Ieri sera al Tg era Cesare Damiano, ex sindacalista Cgil ed ex ministro del Lavoro, a fare per il Pd, di cui è autorevole esponente, la rituale dichiarazione sulla situazione politica. Oggetto del suo dichiarare era la tensione Fini-Berlusconi e il documento ultimatum in quattro o cinque punti predisposto dal Cavaliere per mettere in riga i dissenzienti.
Damiano ha detto nel complesso cose sensate: che la maggioranza è in crisi, che il governo della situazione economica è tra i peggiori, che è scandaloso un documento che parli di processo breve e non di lavoro e welfare. Ha concluso che bisogna cambiare governo e politiche perché la crisi continua e, secondo la Confindustria, ci saranno in autunno 400 mila nuovi disoccupati.
Per avallare la cifra Damiano avrebbe potuto citare le previsioni dei centri studi dei sindacati, peraltro non molto dissimili da quelle degli industriali, o quelle di organizzazioni e gruppi di ricerca indipendenti, anche più allarmate. E invece no: ha citato solo Confindustria, la principale organizzazione padronale. Ipsa dixit: se lo dice Confindustria l’autorevolezza è totale, assoluta, indiscutibile. Poco importa se la confederazione guidata dalla Marcegaglia gli allarmi se li gioca generalmente per obiettivi tutti suoi.

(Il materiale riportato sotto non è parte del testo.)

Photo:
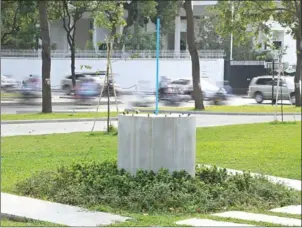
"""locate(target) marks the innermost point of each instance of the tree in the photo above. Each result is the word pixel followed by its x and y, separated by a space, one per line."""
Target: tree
pixel 70 12
pixel 18 24
pixel 46 58
pixel 197 91
pixel 139 13
pixel 208 38
pixel 252 18
pixel 110 17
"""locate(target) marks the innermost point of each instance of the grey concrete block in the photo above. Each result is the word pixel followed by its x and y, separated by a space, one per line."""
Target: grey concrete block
pixel 157 141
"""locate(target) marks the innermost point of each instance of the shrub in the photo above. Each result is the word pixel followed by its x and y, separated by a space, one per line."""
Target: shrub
pixel 101 185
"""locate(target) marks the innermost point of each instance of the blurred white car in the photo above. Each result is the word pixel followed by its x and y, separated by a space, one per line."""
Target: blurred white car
pixel 210 91
pixel 98 77
pixel 8 82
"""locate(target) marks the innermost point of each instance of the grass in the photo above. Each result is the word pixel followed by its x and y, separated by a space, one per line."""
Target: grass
pixel 136 220
pixel 273 149
pixel 267 148
pixel 234 109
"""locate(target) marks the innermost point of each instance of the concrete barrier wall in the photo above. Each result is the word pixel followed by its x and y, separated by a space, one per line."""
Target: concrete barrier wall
pixel 128 72
pixel 155 142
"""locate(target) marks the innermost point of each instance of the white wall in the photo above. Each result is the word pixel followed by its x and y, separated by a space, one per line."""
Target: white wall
pixel 58 35
pixel 128 72
pixel 82 33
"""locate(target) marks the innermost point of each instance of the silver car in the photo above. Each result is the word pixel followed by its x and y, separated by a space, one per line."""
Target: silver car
pixel 261 88
pixel 210 92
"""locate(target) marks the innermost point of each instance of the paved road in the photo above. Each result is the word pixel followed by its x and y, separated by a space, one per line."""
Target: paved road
pixel 85 126
pixel 12 109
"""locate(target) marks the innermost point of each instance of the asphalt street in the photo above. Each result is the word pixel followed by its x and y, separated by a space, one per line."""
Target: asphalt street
pixel 72 107
pixel 86 126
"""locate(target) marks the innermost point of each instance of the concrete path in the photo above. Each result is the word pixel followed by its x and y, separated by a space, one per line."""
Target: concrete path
pixel 260 218
pixel 293 209
pixel 30 208
pixel 68 127
pixel 291 183
pixel 51 128
pixel 207 222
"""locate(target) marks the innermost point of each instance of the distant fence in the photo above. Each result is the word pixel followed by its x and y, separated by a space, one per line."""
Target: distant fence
pixel 132 54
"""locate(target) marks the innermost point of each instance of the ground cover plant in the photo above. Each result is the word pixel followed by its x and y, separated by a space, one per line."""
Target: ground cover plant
pixel 273 149
pixel 94 185
pixel 234 109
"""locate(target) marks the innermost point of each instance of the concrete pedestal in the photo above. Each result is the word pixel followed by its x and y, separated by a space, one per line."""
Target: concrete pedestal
pixel 156 141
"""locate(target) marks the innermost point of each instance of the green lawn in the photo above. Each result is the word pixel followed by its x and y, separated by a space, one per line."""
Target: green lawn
pixel 144 220
pixel 235 109
pixel 268 148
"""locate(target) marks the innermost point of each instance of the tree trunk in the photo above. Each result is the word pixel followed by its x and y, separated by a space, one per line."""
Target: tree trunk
pixel 197 93
pixel 298 72
pixel 72 65
pixel 46 58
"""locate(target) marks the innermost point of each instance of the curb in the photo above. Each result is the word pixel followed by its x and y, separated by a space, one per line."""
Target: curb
pixel 216 113
pixel 56 120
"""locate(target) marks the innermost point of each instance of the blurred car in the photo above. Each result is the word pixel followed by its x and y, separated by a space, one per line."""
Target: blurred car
pixel 31 87
pixel 210 92
pixel 261 87
pixel 98 77
pixel 8 83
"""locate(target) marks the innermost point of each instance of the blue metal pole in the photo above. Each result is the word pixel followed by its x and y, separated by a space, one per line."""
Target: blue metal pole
pixel 157 62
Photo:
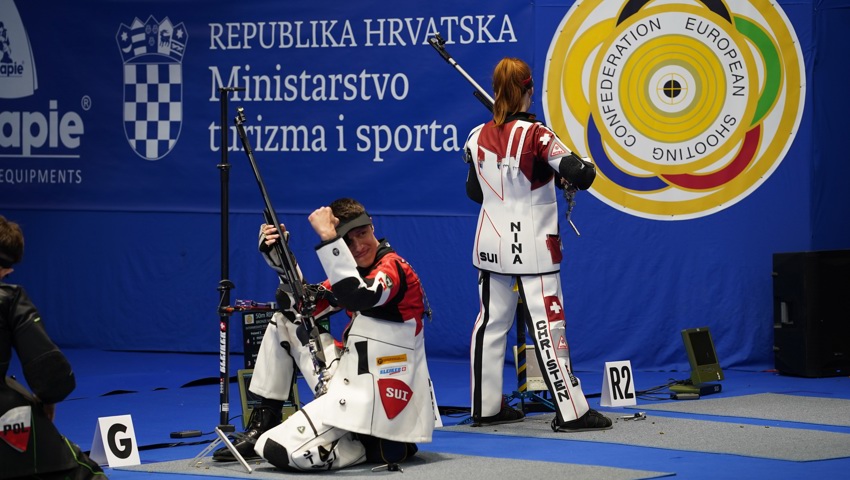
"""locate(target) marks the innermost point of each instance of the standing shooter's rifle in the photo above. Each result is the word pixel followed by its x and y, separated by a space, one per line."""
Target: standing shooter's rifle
pixel 305 297
pixel 439 44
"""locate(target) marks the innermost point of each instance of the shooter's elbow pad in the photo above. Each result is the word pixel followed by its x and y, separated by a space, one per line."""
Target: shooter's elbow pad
pixel 577 171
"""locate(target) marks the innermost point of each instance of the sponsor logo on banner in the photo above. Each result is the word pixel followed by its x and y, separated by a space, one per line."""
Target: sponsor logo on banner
pixel 47 132
pixel 17 65
pixel 152 52
pixel 686 109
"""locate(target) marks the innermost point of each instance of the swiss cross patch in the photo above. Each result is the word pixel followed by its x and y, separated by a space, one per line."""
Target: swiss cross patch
pixel 554 310
pixel 395 395
pixel 15 427
pixel 562 343
pixel 557 149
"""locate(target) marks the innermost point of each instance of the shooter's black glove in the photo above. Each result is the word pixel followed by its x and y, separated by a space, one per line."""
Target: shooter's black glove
pixel 577 171
pixel 286 304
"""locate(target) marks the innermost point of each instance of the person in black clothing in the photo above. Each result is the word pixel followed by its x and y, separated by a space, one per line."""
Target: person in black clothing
pixel 28 416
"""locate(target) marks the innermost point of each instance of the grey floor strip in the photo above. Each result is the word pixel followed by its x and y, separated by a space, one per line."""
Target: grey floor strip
pixel 425 466
pixel 767 406
pixel 692 435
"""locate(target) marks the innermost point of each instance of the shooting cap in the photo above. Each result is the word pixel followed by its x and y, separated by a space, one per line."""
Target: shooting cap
pixel 6 261
pixel 346 226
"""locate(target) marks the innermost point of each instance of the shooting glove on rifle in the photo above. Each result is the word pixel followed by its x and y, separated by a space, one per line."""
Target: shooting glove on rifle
pixel 286 303
pixel 577 171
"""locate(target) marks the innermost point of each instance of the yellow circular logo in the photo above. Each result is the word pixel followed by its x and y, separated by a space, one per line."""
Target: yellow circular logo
pixel 685 108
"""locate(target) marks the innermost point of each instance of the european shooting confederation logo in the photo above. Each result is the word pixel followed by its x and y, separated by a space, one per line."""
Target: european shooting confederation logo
pixel 153 84
pixel 686 107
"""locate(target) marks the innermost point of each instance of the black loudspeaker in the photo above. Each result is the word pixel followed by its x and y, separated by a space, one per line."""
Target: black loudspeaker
pixel 811 313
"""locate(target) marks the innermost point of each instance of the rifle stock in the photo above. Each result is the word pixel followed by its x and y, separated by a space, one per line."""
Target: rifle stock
pixel 305 299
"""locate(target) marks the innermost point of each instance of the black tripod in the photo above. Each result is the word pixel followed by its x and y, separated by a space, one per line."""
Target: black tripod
pixel 225 285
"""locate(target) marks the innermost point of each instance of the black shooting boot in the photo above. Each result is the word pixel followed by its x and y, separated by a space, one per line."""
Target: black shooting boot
pixel 262 419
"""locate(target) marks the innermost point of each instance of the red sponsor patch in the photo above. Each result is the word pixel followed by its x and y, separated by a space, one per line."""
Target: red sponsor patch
pixel 395 395
pixel 15 427
pixel 557 150
pixel 554 310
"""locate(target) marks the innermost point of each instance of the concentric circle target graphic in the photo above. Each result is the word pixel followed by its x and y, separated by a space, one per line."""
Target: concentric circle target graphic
pixel 686 107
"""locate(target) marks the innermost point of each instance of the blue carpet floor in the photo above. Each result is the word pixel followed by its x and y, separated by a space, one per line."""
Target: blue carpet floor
pixel 166 392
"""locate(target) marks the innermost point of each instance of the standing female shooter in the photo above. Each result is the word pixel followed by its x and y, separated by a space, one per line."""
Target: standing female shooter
pixel 514 164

E cioè da una parte sottrarre diritti e salario ai lavoratori, abolendo i contratti nazionali e distruggendo le tutele giuridiche ed economiche, dall’altra ottenere provvidenze per ristrutturazioni che quasi mai favoriscono il mantenimento e l’incremento dell’occupazione.
La dichiarazione di Damiano è naturalmente un piccolo evento di scarsa importanza, ma segnala un problema enorme: l’asservimento pressoché totale della principale forza del centrosinistra all’ideologia dell’impresa e del profitto, cui si subordinano i bisogni e le aspettative dei lavoratori. Quella che l’esponente piddino implicitamente proclama è una maggiore affidabilità del suo partito per il mondo confindustriale e imprenditoriale rispetto alla stessa destra al governo. Se in questo modo si schiera il Pd, non ci può essere poi ragione di meraviglia quando Berlusconi e Brunetta mirano a togliere dal dettato costituzionale ogni riferimento al primato del lavoro e pretendono di sostituirlo con la centralità dell’impresa.